Today is a hugely important day in the life of the London Underground, not that anyone's been especially keen to highlight this in advance. Way back in 2013 TfL announced that they were closing all their ticket offices and redeploying staff at stations as a result. More technology would be brought in, several jobs would be lost, and existing staff would find themselves in different roles potentially at a completely different station. It was called the Fit For The Future programme, and it's been working through behind the scenes ever since, with the closure of ticket offices merely the tip of the operational iceberg.
And today is the day that the final model rolls out. A handful of guinea pig stations were selected to trial the new systems - specifically King's Cross St Pancras and the eastern end of the Central line - and they've been in live operation since 7th February. All the remaining stations switch over today, Sunday 3rd April, meaning the new station operating model is now in place across the entire Underground network.

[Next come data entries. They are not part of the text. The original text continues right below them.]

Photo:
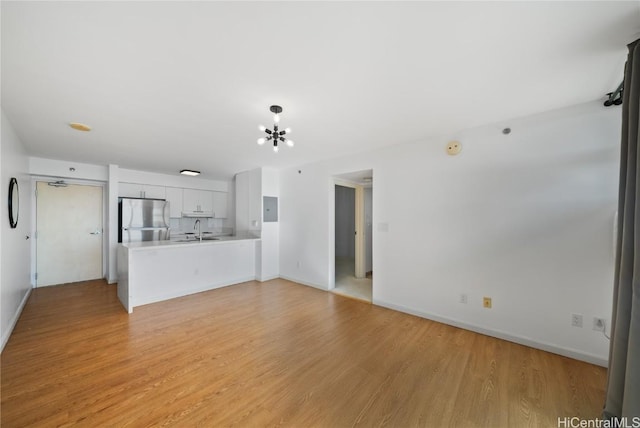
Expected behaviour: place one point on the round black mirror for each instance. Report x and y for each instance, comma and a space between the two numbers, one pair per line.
14, 202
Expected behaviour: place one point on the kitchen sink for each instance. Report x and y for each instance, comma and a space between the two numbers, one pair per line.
204, 238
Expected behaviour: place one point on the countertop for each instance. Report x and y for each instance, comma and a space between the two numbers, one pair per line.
191, 243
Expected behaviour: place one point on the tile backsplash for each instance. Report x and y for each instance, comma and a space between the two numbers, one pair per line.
186, 225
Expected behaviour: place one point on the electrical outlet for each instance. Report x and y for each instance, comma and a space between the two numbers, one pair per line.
576, 320
598, 324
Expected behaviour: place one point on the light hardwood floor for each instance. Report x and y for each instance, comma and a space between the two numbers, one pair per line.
272, 354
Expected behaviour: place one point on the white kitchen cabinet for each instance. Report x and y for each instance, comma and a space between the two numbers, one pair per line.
220, 205
174, 196
197, 201
249, 201
136, 190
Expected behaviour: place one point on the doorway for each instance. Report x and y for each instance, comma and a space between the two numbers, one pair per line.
69, 244
353, 266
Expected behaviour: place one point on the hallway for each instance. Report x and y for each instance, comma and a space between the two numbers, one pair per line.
347, 284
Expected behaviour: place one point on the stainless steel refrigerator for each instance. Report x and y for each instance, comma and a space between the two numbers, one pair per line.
143, 220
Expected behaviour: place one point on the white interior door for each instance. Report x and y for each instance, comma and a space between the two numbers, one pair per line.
69, 233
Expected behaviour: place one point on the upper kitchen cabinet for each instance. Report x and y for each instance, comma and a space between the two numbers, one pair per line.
136, 190
220, 205
174, 196
249, 201
197, 202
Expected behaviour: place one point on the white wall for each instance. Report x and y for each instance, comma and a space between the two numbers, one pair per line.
270, 234
345, 221
525, 219
15, 250
368, 229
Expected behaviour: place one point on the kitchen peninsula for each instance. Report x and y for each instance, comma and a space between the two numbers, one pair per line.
153, 271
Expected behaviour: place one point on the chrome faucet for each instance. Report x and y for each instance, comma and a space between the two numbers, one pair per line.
197, 223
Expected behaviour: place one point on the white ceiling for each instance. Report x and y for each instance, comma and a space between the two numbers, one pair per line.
173, 85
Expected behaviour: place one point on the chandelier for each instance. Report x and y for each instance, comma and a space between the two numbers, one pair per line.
275, 134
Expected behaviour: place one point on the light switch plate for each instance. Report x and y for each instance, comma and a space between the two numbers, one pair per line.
454, 147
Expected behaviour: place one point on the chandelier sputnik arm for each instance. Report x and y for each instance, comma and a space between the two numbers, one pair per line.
276, 135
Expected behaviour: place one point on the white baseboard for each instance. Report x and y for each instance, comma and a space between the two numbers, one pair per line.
299, 281
567, 352
14, 320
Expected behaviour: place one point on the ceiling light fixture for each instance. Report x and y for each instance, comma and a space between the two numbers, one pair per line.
189, 172
275, 134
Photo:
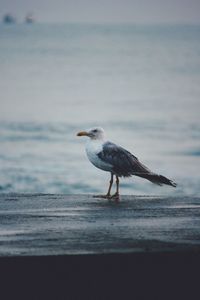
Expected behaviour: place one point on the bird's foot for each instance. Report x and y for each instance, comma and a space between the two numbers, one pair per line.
115, 197
107, 196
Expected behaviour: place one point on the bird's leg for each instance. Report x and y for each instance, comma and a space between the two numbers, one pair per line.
116, 195
109, 190
110, 186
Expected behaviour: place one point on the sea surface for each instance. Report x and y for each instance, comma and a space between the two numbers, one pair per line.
141, 83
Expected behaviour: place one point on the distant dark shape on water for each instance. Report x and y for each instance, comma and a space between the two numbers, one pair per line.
118, 161
29, 18
9, 19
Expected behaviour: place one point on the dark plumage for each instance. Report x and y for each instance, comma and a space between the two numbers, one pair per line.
126, 164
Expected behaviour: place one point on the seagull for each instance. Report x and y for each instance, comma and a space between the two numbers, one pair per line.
112, 158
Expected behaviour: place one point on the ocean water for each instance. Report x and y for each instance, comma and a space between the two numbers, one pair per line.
140, 82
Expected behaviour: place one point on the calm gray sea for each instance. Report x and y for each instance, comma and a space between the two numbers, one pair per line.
140, 82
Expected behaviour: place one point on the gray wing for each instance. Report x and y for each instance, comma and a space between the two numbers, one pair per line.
124, 163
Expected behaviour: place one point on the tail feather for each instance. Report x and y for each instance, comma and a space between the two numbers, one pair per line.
157, 179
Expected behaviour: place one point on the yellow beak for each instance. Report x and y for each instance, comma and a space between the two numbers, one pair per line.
82, 133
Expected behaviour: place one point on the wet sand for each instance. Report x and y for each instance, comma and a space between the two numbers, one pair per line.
80, 247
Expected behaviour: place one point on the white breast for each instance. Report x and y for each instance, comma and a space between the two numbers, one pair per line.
93, 147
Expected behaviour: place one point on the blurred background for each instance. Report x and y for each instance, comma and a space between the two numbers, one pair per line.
132, 67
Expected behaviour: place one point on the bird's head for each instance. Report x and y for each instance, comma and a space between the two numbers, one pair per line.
96, 133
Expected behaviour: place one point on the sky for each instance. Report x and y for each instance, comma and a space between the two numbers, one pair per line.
105, 11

The largest changes are to station-by-station allocation of staff. Previously platform and gateline staff tended to be based at a single station, but from now on that'll only be the case at the very largest stations and everyone else will be grouped across a wider area. There'll still be staff on duty at every station, but you won't always see the same familiar faces in the same location, and many stations will have fewer staff on duty than you've been used to.

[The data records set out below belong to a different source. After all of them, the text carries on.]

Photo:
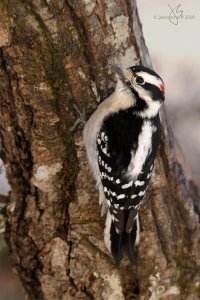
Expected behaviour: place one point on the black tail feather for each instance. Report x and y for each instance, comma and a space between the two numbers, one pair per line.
130, 243
123, 242
117, 244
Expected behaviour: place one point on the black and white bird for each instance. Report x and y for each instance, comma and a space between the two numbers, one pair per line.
122, 138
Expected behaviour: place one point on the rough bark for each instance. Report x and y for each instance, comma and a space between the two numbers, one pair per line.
54, 57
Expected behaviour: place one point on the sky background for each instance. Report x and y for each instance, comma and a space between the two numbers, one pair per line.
175, 53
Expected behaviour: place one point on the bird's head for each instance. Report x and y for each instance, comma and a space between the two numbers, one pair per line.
146, 86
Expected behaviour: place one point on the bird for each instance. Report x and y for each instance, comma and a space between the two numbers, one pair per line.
122, 138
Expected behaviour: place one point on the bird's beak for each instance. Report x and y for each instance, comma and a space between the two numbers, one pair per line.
117, 70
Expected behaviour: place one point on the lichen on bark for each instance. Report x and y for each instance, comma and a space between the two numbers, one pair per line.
54, 58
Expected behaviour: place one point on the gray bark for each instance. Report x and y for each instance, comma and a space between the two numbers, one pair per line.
53, 58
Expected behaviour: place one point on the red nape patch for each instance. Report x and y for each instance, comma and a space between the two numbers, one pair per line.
162, 87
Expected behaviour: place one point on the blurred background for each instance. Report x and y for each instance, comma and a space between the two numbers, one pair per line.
174, 49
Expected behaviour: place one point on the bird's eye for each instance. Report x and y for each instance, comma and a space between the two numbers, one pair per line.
139, 80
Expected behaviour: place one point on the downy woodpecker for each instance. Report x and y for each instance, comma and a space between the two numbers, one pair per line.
122, 138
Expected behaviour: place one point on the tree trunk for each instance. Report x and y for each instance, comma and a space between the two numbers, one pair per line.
53, 65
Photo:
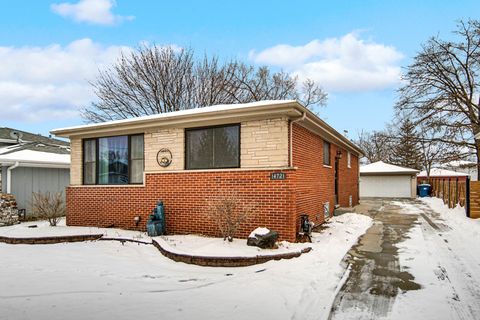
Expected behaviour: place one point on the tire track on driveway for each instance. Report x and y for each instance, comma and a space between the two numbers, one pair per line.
376, 277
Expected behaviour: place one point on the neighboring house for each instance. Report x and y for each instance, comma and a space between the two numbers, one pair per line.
442, 174
380, 179
277, 155
32, 163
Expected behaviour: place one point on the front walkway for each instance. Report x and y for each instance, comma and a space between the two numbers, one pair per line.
411, 265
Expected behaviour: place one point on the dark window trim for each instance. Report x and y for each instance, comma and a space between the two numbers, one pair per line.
97, 159
185, 166
329, 153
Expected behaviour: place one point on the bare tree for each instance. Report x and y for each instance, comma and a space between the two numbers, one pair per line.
434, 151
228, 211
442, 87
152, 80
406, 150
49, 206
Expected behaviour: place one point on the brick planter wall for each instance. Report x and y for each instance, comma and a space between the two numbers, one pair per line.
184, 195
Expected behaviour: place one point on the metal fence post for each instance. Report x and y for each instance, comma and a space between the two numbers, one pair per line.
467, 196
456, 191
449, 194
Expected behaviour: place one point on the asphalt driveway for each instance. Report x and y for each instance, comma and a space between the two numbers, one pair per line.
404, 266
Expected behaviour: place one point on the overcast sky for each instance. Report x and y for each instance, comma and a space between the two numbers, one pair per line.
355, 49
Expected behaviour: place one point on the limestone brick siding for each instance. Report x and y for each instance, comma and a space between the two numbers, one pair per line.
264, 143
172, 139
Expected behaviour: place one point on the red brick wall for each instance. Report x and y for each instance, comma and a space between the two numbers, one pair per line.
314, 181
184, 195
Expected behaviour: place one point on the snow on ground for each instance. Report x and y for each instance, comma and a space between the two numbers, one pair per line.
445, 261
43, 229
110, 280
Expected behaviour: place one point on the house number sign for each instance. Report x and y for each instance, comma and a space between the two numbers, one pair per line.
278, 176
164, 157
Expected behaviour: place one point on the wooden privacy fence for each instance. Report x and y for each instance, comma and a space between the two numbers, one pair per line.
460, 191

This is also the day that day-to-day operation of tube stations becomes tablet-based. All frontline staff have now been issued with their very own iPad mini, and from today several processes at FftF stations can only be completed by using it. The new staff uniform has an iPad pocket for slipping the new device away, and staff have to ensure that their device is sufficiently charged at the start of every shift so it doesn't run out of battery. Bespoke apps created by TfL include Ticket Wizard (for sorting out fare-related issues), Station Log (for recording all activity at a station), Ticket Monitoring (for when ticket machines and gates need attention) and Fault Reporting (for recording faults such as damage to escalators and cracked roof tiles).

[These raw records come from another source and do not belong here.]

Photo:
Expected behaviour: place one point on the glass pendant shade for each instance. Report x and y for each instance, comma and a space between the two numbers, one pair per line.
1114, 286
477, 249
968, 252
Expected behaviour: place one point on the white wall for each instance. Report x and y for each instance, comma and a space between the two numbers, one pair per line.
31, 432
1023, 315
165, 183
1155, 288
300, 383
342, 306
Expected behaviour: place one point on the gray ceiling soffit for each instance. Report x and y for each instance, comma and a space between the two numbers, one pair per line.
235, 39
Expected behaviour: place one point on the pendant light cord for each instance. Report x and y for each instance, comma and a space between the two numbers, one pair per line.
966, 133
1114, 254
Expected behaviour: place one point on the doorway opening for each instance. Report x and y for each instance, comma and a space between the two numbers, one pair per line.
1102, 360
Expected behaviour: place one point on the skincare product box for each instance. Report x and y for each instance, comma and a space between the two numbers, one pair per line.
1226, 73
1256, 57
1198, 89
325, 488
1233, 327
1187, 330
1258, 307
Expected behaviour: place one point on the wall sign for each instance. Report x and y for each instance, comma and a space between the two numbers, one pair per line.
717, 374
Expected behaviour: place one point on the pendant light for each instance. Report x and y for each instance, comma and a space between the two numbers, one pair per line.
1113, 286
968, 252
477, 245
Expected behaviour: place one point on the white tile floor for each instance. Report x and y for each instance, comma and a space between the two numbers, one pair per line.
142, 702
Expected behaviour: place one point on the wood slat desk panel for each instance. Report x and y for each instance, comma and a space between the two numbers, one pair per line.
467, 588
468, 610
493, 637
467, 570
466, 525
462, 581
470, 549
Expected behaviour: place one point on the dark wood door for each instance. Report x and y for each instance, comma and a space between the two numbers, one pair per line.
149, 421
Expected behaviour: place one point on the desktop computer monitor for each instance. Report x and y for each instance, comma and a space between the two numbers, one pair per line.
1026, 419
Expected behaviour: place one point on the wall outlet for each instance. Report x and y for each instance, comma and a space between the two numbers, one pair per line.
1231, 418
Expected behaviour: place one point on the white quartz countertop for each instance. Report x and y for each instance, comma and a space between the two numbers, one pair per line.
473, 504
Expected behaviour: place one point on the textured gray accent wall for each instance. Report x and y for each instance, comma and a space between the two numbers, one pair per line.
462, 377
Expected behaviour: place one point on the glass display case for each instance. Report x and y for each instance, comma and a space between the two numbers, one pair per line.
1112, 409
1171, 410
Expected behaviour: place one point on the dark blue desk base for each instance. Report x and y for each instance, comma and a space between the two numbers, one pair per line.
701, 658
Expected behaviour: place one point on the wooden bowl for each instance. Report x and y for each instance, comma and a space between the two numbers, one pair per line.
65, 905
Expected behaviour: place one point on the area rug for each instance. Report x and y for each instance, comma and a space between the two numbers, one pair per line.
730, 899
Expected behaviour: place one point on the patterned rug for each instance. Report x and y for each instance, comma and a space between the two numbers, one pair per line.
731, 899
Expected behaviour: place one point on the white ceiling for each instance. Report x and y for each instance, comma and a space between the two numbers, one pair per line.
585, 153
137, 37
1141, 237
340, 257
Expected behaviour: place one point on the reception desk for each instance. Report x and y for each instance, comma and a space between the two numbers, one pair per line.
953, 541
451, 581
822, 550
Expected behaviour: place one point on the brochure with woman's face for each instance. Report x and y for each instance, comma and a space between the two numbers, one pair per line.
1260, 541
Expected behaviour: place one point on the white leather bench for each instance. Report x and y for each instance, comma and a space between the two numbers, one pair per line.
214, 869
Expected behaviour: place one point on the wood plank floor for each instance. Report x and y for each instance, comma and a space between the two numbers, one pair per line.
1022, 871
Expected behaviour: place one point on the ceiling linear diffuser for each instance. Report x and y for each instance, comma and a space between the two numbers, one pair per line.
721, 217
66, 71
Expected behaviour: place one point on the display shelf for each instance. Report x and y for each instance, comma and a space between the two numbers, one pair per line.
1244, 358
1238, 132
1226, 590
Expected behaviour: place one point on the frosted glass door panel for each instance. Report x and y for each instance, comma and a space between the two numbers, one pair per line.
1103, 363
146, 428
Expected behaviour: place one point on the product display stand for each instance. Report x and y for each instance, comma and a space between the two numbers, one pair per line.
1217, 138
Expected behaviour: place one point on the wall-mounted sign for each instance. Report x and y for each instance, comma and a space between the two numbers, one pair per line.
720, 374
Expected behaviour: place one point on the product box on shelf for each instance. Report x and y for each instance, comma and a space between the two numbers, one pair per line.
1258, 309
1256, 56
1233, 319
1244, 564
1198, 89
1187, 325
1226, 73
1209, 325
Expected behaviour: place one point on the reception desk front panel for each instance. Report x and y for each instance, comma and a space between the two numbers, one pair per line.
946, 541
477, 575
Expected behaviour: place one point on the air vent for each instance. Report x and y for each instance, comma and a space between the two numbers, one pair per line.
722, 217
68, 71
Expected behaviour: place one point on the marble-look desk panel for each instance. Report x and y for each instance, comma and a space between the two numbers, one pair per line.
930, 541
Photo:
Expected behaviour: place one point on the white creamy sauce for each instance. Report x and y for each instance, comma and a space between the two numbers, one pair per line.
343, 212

The aim is for staff to be more visible, more efficient and more customer-facing, and it's simply a by-product of the increased use of technology that fewer staff will be employed overall. You can read a bit more about the new system on this post from February, and a lot more on TfL's bespoke Fit For The Future website where aheckofalot of staff-oriented information has been placed in the public domain. You ought to be able to read a lot more about this across the media, because this is a very important change and will affect everyone's daily customer experience going forward. In the meantime, watch out for staffing and technology changes at your local station from today, because things are no longer being run the way they used to be.